A funny thing happens when you depend on bureaucrats to protect your First Amendment rights. To borrow from a quote of a Federal Election Commission lawyer I squared off with at a recent hearing, “There’s no guarantee.” No guarantee the government won’t investigate you for speaking “too much.” No guarantee the government will even-handedly decide who has to comply with cumbersome regulations under the law and who won’t. No guarantee.
On September 12, I argued against the FEC on behalf of my client, Free Speech. On October 3, we will learn the result of those arguments. The cause of our controversy rests on whether the FEC can demand that grassroots groups register and report with the federal government just to criticize it. Nearly eight months after we asked the FEC to define basic elements of federal election law, all it could do is shrug, leaving Free Speech silenced due to the criminal and civil penalties that attach to violations of the Federal Election Campaign Act.
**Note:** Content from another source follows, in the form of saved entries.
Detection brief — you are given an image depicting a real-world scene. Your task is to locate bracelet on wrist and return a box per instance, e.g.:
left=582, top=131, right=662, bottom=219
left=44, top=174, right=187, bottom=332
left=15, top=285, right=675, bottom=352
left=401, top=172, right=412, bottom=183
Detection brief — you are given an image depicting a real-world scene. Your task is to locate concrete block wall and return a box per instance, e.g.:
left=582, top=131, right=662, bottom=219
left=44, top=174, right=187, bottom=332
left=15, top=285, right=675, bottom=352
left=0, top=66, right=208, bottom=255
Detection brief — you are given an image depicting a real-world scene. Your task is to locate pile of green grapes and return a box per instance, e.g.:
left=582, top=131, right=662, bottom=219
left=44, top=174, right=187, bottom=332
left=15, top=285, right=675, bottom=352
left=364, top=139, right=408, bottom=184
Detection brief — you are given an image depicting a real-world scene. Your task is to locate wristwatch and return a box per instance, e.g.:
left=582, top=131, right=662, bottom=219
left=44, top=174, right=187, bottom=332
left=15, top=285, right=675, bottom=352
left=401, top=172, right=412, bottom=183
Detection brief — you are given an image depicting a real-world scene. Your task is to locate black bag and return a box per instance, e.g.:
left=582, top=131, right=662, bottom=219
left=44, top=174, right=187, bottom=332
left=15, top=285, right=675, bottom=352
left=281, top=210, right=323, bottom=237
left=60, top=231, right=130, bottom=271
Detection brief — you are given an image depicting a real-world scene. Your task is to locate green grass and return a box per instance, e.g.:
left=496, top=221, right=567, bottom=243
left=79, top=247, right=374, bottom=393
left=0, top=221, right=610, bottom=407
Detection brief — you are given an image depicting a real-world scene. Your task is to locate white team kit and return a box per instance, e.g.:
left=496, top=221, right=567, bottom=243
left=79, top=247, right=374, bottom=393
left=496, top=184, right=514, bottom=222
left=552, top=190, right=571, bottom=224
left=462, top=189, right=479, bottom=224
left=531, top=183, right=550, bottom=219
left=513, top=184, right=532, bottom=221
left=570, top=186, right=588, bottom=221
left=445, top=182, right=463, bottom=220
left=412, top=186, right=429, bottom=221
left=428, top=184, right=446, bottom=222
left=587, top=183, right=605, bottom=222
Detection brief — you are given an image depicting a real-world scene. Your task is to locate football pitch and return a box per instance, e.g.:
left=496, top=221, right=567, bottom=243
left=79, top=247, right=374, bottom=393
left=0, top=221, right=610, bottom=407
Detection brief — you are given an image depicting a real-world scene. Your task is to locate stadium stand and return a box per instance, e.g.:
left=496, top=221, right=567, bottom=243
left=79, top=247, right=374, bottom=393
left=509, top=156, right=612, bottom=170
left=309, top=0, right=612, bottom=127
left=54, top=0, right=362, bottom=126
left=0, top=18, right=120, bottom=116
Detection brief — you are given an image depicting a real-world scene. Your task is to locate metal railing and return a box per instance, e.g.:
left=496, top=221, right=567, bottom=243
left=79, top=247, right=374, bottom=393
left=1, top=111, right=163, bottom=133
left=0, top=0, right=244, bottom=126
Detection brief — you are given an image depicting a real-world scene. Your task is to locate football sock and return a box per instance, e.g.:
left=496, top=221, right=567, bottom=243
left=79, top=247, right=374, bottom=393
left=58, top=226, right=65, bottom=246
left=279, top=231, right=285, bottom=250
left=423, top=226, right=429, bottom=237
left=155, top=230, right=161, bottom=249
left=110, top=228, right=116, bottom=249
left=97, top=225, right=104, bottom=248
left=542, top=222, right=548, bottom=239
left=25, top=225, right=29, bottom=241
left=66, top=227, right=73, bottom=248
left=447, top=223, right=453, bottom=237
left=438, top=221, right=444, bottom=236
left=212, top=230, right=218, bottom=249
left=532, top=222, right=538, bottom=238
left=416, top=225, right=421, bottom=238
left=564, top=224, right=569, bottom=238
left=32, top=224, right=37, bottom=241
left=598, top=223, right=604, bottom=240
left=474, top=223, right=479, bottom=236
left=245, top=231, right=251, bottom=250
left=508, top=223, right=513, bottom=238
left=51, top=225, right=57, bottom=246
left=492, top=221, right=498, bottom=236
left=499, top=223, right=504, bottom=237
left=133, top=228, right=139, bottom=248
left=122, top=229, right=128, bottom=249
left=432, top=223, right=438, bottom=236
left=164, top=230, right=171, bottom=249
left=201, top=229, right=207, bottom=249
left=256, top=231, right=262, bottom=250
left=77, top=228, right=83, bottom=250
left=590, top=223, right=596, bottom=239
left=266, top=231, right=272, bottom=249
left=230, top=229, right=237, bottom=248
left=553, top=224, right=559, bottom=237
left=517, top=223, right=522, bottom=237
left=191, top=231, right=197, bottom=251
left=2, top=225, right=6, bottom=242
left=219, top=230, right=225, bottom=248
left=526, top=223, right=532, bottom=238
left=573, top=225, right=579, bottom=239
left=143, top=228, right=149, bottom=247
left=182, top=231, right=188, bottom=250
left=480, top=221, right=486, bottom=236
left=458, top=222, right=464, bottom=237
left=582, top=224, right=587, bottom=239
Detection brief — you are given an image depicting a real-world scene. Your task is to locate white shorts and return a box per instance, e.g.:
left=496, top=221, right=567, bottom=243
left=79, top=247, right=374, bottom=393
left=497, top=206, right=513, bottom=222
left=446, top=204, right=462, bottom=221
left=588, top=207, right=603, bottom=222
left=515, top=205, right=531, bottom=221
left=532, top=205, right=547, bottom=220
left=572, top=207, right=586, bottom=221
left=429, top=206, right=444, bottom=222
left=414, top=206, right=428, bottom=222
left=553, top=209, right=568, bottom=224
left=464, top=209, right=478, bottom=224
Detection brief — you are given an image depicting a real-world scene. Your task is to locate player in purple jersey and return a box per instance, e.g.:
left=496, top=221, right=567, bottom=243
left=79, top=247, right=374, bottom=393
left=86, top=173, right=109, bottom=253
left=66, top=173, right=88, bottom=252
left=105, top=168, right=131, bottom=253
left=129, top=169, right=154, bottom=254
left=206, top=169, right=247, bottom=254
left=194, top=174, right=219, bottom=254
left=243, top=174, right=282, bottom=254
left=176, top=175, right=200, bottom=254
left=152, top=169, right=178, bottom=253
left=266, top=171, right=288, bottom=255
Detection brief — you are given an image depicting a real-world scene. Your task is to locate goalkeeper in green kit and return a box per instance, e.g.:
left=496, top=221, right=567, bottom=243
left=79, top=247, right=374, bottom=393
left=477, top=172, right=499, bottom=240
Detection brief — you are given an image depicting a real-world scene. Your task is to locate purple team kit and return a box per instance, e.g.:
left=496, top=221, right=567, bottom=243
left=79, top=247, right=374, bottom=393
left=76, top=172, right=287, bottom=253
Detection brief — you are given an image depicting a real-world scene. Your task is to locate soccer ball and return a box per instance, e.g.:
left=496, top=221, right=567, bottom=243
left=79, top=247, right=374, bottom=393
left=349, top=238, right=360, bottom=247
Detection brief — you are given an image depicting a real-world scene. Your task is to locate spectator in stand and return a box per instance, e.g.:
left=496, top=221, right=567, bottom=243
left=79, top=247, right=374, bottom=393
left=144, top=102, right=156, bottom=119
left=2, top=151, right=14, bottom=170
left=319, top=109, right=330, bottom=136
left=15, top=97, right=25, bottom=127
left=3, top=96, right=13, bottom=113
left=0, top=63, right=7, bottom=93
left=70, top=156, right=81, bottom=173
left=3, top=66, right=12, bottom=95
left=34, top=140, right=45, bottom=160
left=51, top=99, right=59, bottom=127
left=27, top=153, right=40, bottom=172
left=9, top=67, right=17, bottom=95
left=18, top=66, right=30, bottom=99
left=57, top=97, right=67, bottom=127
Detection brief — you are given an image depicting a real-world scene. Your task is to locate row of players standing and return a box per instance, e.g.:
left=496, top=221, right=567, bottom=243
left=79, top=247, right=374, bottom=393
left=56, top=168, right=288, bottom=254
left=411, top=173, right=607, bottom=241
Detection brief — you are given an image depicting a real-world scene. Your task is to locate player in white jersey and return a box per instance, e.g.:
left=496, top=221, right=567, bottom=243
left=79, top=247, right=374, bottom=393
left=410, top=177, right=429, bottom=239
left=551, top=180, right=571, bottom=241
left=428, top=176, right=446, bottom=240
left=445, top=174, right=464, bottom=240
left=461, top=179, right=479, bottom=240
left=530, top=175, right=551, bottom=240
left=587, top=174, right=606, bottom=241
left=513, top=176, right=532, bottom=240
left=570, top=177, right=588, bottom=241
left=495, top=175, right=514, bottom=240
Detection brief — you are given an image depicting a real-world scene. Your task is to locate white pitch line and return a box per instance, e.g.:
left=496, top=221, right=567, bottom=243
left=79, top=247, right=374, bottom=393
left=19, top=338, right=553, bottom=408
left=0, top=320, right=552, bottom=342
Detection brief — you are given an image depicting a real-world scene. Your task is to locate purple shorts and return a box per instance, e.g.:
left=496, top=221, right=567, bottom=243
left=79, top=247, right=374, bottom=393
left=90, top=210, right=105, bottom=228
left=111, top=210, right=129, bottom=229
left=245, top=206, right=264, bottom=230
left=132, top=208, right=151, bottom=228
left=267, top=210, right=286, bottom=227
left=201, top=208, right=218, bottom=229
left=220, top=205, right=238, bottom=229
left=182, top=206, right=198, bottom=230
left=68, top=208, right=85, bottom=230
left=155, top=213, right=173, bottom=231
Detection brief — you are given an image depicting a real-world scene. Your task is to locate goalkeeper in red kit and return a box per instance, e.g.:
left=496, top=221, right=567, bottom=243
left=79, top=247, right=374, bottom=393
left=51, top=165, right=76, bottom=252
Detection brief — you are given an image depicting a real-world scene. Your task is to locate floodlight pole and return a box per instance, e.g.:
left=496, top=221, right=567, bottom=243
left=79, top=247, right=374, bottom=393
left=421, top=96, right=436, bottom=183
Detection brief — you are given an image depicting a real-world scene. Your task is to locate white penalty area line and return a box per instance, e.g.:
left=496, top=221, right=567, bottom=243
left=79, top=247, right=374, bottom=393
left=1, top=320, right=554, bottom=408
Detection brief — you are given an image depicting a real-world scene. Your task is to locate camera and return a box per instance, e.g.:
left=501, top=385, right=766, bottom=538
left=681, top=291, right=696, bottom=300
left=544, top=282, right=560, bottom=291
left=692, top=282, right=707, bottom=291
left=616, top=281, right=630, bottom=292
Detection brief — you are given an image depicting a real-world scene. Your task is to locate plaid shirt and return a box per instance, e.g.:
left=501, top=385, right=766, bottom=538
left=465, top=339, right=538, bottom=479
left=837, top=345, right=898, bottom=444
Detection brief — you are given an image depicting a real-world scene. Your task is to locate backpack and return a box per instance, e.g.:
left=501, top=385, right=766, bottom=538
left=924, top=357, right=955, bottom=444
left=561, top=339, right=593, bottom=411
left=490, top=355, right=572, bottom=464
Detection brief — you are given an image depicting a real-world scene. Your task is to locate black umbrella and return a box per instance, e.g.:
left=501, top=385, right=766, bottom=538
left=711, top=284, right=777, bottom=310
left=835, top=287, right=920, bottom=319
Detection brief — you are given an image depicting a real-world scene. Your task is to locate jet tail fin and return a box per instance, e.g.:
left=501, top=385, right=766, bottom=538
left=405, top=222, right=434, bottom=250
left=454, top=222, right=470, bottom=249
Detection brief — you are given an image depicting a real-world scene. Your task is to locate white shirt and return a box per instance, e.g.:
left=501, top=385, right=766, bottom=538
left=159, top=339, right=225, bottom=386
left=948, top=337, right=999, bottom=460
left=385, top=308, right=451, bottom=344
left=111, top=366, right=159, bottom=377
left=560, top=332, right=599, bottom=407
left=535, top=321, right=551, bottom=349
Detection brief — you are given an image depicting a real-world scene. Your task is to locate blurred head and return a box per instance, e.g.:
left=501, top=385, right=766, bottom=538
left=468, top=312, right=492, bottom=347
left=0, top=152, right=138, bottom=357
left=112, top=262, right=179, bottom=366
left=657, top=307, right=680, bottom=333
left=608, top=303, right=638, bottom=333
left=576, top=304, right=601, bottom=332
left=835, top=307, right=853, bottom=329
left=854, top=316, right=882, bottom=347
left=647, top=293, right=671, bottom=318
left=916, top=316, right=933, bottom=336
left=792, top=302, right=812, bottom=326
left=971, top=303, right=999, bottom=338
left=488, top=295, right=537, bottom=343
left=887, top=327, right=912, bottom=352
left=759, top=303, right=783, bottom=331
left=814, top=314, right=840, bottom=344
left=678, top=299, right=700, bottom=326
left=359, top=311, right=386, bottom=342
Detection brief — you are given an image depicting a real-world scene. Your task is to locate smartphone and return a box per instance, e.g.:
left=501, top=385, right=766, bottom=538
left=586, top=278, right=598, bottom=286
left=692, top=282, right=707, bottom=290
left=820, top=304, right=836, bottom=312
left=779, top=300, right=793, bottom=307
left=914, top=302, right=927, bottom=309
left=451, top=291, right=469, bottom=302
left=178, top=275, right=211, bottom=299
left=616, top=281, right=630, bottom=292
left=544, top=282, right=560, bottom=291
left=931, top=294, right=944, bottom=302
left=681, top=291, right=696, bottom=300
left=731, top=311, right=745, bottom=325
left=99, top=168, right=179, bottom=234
Free Speech gave the FEC ample opportunities to articulate one standard citizens could rely on so they don’t risk going to jail or facing onerous penalties that could bankrupt them — all this just for speaking. Perhaps not all that surprising, months after Free Speech asked for an advisory opinion about how to comply with federal election law, the FEC issued three contradictory draft opinions, two contradictory sets of statements of reasons, and one “partial response” advisory opinion that failed to answer basic questions put before the Commission.
You might think that the nation’s expert in election law should be able to tell Americans what constitutes “express advocacy” (regulated under the law) or just who is a political committee (facing even more regulations) or other basic elements of the Federal Election Campaign Act. But you would be wrong in that assumption. Behind the FEC’s veneer of providing “public disclosure” rests a system of rigorous regulations that the FEC makes up as it goes along, trapping innocent speakers and groups along the way. This time, one of those groups followed Chief Justice Roberts’ admonition “enough is enough” and filed suit to end these abuses.
While oral argument was illuminating on many fronts, one particular dialogue remains stuck in this attorney’s mind. After asking the FEC to interpret Free Speech’s proposed advertisements, it deadlocked on several of them, with half of the commissioners noting that Free Speech was free and the other half noting that it was fully regulated under the law. Lawyers for the FEC don’t see this deadlock as fatal to its program. But when our judge correctly asked if a tie among commissioners meant a green light for Free Speech, the FEC agreed and then quickly backtracked. In follow-up, the judge asked to confirm that Free Speech would enjoy full immunity if it spoke since commissioners couldn’t agree on the reach of the law. FEC counsel then showed their hand explaining, “there’s no guarantee.”
There is one guarantee Free Speech is betting on and it’s one the FEC often overlooks: the First Amendment. It includes an unequivocal, if ignored, guarantee that protects our cherished freedom of speech. That guarantee rests in our constitutional covenant, not in the shifting and unreliable promises of speech bureaucrats. In time, we hope Free Speech v. FEC restores these basic premises, ensuring that the agency administering federal election law can articulate what the law means while being careful to protect the constitutional liberties of free speakers nationwide.